Nous sommes donc réunis non pour réfléchir sur une
histoire passée, irrévocablement révolue. Paul veut parler avec nous — aujourd'hui.
C'est pourquoi j'ai voulu promulguer cette «Année paulinienne» spéciale: pour écouter
et pour apprendre à présent de lui, qui est notre maître, «la foi et la vérité»,
dans lesquelles sont enracinées les raisons de l'unité parmi les disciples du Christ
Dans cette perspective, j'ai voulu allumer, pour ce bimillénaire de la naissance
de l'Apôtre, une «Flamme paulinienne» spéciale, qui restera allumée pendant toute
l'année dans un brasero spécial placé dans le quadriportique de la Basilique.

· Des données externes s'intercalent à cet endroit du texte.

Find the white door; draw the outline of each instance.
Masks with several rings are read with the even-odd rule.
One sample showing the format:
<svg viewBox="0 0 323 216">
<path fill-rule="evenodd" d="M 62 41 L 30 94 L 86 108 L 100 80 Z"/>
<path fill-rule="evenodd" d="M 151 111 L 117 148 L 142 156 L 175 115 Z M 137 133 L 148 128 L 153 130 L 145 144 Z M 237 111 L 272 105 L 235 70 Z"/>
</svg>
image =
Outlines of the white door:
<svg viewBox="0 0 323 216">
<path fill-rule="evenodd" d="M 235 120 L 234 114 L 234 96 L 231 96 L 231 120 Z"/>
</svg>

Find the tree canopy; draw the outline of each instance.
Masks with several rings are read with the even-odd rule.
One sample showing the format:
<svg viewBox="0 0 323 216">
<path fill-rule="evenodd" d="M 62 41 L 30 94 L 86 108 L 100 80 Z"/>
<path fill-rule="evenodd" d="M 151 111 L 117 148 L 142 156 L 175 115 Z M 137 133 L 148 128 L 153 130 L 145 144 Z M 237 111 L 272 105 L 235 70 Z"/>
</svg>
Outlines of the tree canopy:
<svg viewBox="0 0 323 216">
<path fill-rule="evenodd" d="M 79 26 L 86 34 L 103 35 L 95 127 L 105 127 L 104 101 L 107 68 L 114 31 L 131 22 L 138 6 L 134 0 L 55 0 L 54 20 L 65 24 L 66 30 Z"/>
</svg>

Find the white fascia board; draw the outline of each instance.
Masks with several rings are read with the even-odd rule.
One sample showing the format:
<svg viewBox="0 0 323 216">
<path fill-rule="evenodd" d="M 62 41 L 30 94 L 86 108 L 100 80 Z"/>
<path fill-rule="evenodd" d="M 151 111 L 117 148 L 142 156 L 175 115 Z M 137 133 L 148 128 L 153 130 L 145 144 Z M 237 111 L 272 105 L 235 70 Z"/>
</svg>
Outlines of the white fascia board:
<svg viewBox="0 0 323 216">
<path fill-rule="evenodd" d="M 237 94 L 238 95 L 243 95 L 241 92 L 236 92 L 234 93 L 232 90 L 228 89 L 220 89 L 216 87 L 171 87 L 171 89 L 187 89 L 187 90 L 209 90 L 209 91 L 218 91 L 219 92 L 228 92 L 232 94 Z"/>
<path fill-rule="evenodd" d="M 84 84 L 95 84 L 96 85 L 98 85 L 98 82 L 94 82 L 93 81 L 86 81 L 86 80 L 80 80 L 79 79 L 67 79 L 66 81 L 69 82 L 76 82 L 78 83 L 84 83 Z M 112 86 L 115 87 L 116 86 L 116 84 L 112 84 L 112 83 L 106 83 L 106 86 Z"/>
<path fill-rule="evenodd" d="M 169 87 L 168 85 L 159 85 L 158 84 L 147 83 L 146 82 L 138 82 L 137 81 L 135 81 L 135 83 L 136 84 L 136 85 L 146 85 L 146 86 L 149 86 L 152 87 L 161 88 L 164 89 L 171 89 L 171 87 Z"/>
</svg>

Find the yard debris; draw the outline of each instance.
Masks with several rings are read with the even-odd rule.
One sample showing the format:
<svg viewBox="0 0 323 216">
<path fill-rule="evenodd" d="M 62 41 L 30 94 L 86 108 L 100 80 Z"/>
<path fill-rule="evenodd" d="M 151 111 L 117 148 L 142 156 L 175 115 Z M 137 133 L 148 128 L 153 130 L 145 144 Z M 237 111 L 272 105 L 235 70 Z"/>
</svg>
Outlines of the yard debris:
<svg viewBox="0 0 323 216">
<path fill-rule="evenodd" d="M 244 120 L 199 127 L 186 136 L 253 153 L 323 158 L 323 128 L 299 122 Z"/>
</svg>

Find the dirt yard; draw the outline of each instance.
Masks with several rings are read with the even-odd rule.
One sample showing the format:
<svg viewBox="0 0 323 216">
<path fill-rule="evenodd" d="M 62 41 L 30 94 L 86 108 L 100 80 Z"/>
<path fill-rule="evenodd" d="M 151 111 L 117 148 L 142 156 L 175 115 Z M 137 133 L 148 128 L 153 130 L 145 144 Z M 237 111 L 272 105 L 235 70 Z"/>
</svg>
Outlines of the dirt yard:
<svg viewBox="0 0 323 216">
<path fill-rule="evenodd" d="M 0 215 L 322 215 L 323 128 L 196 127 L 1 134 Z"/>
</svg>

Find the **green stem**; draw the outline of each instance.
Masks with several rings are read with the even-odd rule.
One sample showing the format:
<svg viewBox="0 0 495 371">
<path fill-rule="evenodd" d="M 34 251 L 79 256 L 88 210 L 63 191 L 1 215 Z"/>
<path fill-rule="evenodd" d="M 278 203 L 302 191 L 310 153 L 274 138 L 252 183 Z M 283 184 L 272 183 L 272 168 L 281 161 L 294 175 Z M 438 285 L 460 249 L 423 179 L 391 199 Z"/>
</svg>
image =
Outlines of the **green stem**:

Pour
conférer de la solennité à cet événement, j'ai également inauguré la «Porte paulinienne»,
à travers laquelle je suis entré dans la Basilique accompagné par le Patriarche
de Constantinople, par le cardinal archiprêtre et par les autres autorités religieuses.
C'est pour moi un motif de joie profonde que l'ouverture de l'«Année paulinienne»
assume un caractère œcuménique, en raison de la présence de nombreux délégués et
représentants d'autres Eglises et communautés ecclésiales, que j'accueille le cœur
ouvert.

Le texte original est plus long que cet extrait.